Wine

What is a Sommelier – Running a wine cellar

Ever go to a nice restaurant and have your wine served by someone who seems to really enjoy doing so? Chances are, this person was a sommelier. Sommeliers are knowledgeable wine professionals who know every facet of proper wine service, etiquette, and management.

A sommelier is much more than someone who serves wine. They are responsible for the entire wine cellar, which can be found at most fine dining establishments. A sommelier rotates the cellar, procures the wine lists, suggests suitable pairings for particular meals, and they are responsible for the proper training and management of other wine servers in the restaurant. These professionals are more knowledgeable in the wine industry than any one else, and this knowledge did not come by unintentionally.

Not only is wine knowledge a must, but so is personality. Ensuring the ease and comfort of each patron at a restaurant should also be the goal of an exceptional sommelier. Initiating light conversation while welcoming to the establishment helps to create a warm feeling, one that customers will want to return to, as well as patronize. Customers that trust their sommelier are much more likely to trust his recommendations.

Why become a sommelier? In a restaurant industry where jobs and applicants are abundant, it is more then necessary to stand out. Fine dining restaurants have serious reputations to uphold, and prefer to hired candidates that are as concerned about the restaurant as the proprietor. A certified Sommelier is able to afford a company with the expertise in wine that they need. A sommelier can also provide training to other servers in the area of wine, which will raise the standards of the restaurant entirely.
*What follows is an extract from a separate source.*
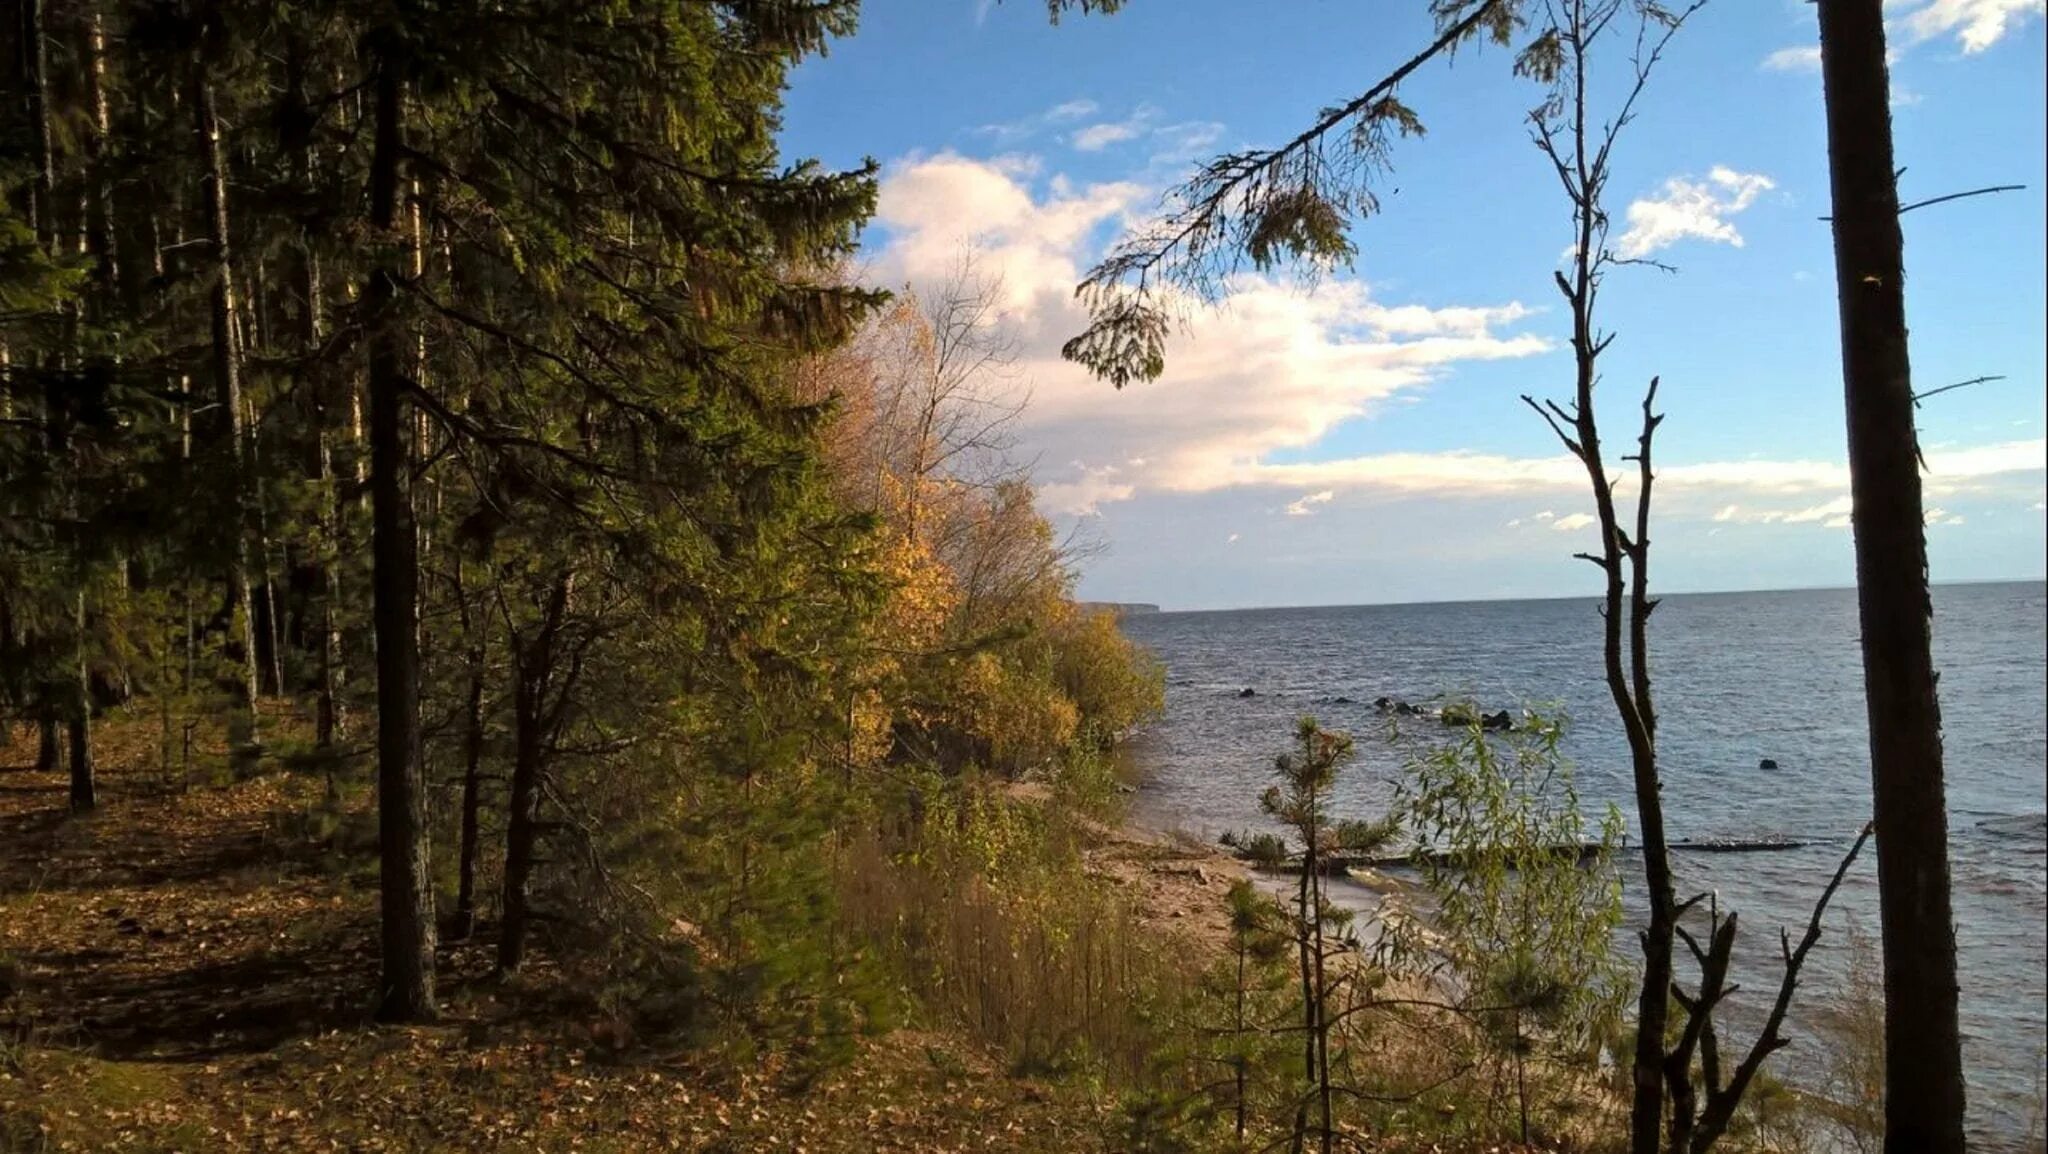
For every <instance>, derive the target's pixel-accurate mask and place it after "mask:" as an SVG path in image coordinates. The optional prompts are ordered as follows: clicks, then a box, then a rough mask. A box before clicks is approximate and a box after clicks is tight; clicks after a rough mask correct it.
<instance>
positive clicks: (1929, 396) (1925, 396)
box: [1913, 373, 2005, 408]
Restaurant sales are of the utmost importance, and an educated sommelier can boost sales through their knowledge of what bottles to sell to which customers. It is much easier for a professional wine steward to sell an expensive pinot noir to a patron than it is for your average wait staff. Increasing profitability and customer response is most beneficially way to ingratiate yourself into a permanent position in the restaurant industry.
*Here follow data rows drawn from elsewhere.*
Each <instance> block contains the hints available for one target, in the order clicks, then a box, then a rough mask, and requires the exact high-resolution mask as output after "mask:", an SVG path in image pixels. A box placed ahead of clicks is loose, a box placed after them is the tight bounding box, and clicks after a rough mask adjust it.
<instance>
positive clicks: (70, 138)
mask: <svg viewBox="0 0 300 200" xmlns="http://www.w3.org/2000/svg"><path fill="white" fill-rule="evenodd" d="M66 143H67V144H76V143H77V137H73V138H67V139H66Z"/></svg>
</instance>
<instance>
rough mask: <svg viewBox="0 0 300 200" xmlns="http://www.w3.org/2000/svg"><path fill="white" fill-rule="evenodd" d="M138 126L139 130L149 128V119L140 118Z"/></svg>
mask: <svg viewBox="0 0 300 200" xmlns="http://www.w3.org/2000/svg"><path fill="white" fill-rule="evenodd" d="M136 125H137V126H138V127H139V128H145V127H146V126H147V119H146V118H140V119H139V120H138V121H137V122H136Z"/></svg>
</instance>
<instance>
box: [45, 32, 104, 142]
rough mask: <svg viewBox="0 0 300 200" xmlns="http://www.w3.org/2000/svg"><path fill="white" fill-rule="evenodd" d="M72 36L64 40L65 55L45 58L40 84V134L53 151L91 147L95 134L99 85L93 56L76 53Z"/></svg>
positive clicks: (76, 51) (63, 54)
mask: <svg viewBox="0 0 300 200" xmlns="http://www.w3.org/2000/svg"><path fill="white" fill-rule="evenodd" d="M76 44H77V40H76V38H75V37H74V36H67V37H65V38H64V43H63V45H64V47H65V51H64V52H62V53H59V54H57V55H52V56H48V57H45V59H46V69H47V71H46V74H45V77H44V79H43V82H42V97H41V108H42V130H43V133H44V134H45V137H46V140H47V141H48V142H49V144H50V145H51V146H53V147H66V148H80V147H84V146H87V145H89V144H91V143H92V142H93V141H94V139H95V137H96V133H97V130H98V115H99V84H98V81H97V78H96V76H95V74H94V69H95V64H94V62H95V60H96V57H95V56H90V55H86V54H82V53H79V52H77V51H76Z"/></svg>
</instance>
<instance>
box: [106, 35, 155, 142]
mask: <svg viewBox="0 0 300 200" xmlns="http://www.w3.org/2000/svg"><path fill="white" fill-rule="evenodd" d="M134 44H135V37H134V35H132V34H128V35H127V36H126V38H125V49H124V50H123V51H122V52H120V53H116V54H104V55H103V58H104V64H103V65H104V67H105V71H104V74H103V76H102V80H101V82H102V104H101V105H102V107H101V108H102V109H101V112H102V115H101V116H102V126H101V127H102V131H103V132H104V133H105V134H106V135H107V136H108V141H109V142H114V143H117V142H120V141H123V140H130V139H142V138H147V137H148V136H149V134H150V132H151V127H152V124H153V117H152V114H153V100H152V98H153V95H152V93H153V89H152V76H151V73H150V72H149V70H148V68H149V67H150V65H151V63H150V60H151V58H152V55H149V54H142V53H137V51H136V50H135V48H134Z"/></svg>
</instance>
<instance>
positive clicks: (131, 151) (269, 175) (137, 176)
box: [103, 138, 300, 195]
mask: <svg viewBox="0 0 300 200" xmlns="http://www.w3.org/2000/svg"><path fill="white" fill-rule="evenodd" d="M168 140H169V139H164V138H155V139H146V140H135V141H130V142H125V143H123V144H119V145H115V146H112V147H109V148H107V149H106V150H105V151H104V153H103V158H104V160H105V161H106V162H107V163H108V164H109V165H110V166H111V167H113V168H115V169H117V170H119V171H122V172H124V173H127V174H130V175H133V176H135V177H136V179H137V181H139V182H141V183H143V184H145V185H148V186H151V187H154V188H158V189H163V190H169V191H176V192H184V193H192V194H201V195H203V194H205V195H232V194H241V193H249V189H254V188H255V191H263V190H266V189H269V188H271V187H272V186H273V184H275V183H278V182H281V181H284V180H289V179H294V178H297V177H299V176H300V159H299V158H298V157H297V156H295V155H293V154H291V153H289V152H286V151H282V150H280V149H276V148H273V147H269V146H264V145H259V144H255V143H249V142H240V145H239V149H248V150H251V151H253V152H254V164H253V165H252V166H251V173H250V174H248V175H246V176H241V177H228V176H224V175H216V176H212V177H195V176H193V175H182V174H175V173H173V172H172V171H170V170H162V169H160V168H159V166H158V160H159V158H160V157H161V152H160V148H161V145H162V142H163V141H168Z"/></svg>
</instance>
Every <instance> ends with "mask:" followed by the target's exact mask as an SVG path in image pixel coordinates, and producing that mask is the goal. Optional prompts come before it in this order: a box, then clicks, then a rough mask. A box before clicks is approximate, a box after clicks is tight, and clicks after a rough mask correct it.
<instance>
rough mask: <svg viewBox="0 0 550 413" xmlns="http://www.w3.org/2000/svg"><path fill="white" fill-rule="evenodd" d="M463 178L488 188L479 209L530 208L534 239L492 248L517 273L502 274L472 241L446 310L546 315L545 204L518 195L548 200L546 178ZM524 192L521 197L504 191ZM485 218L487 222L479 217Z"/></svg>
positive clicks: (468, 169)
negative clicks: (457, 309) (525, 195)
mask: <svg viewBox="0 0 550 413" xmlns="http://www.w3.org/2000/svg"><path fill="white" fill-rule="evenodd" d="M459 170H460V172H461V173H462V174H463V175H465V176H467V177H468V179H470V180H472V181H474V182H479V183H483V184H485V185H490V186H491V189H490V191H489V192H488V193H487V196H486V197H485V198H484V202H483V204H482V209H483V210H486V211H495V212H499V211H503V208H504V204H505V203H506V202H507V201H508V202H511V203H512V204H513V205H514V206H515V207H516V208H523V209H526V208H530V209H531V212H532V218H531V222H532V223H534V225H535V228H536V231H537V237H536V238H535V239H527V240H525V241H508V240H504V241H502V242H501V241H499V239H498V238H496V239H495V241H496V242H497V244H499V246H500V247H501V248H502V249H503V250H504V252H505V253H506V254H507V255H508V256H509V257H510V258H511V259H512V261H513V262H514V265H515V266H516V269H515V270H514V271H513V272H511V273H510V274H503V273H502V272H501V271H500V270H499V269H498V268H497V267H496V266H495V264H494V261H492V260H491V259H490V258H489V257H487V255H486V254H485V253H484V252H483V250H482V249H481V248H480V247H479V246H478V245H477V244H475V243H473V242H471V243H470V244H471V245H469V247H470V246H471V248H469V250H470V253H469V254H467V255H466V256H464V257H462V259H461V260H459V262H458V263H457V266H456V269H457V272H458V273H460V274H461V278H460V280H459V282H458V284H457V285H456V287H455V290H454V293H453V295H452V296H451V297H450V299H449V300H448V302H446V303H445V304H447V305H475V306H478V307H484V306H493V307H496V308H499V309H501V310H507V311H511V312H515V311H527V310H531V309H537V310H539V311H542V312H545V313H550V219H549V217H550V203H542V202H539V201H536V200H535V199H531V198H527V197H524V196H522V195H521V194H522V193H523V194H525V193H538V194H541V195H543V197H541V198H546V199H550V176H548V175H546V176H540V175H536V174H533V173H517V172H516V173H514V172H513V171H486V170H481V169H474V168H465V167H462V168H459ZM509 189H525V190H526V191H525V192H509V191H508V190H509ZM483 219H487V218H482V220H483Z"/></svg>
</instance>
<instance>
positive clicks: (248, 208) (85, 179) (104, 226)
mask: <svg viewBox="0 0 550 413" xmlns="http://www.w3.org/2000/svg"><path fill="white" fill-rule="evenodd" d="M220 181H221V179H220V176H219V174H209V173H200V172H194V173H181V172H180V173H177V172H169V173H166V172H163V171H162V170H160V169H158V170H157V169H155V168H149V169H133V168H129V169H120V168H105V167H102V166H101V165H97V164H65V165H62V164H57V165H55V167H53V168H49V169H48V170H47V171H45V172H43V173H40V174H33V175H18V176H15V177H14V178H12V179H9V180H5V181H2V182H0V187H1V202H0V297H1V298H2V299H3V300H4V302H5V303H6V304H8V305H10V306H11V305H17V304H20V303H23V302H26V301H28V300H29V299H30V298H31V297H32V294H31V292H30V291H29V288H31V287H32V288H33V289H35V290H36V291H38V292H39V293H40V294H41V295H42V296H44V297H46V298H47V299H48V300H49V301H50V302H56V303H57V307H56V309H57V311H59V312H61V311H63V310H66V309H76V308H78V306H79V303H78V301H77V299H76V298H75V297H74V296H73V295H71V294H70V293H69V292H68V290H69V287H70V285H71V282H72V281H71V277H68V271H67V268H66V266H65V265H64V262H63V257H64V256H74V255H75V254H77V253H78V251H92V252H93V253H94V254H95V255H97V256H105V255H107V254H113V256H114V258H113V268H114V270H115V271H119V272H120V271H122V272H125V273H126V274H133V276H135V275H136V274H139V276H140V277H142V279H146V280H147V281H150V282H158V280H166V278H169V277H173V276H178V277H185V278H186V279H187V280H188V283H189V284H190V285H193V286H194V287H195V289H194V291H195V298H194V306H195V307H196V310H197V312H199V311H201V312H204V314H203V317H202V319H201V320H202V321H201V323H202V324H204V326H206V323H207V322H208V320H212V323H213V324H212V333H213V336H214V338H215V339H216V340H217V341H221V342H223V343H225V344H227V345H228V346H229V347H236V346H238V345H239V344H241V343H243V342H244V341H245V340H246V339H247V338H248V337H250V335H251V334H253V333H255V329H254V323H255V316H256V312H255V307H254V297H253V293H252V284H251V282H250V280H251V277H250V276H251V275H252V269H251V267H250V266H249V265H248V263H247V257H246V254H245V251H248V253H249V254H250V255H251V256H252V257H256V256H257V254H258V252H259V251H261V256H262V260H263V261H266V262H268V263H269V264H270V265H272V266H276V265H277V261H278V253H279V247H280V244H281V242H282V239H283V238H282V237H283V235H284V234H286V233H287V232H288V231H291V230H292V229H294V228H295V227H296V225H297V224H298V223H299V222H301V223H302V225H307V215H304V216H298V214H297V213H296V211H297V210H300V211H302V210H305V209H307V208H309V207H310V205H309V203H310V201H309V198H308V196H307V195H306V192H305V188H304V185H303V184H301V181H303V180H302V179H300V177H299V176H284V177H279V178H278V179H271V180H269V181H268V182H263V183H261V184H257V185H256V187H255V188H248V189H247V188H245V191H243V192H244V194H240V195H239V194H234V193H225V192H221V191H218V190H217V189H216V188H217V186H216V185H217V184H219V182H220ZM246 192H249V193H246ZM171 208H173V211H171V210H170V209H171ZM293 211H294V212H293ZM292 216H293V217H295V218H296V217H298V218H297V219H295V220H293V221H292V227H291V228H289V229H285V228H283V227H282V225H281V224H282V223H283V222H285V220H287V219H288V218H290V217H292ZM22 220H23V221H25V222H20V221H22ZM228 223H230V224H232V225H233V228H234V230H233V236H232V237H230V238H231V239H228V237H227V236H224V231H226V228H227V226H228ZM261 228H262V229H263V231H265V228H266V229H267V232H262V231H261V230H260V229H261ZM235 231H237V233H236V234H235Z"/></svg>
The drawbacks to the sommelier position include confusing and angering customers. This situation can arise when a patron asks the sommelier something about wine that he cannot answer. Another situation can come about when the information granted by the sommelier is too much for the customer, which confuses them or makes them feel ignorant. A sommelier should never impose knowledge into a patron without their full consent, especially when the patron is confident that they are correct. This can be hard for an educated professional such as a sommelier to ignore, but it is imperative in order to retain proper customer relations. It is always a good idea to wear the Court Badge provided upon graduation from the Court of Master Sommeliers. This will ensure other staff members and customers alike that you are proficient in your knowledge and should be respected. A sommelier must also enjoy working at night, as positions in this field are just not available during the day. Most fine dining occurs after 5pm.

If a person is interested in becoming a sommelier, there is only one place to go for this training in North America, and that is the International Sommelier Guild. This Board of Education licensed provider has centers for learning in twenty American states, as well as in six Canadian provinces. This is the only educational body that can issue the certificates of The Court of Master Sommeliers, and the coveted Master of Sommeliers. These are the only two licensures available from the International Sommelier Guild, with only a small percentage of the students ever attaining the title of Master.

Obtaining work as a sommelier will depend on experience and qualifications. There are only 112 Master Sommeliers in the world, with salaries that are likely to exceed the high six figures. In order to obtain this prestigious title, an advanced exam is performed in three parts. Since the Bureau of Labor does not report statistics on jobs that are categorized under the title of Sommelier, it is hard to address the exact number of opportunities or unemployment levels.

For most Sommeliers, the job is fun and rewarding, expanding from data collection and entry to marketing and sales. Sommeliers need to be able to multi-task as well as enjoy working with the public.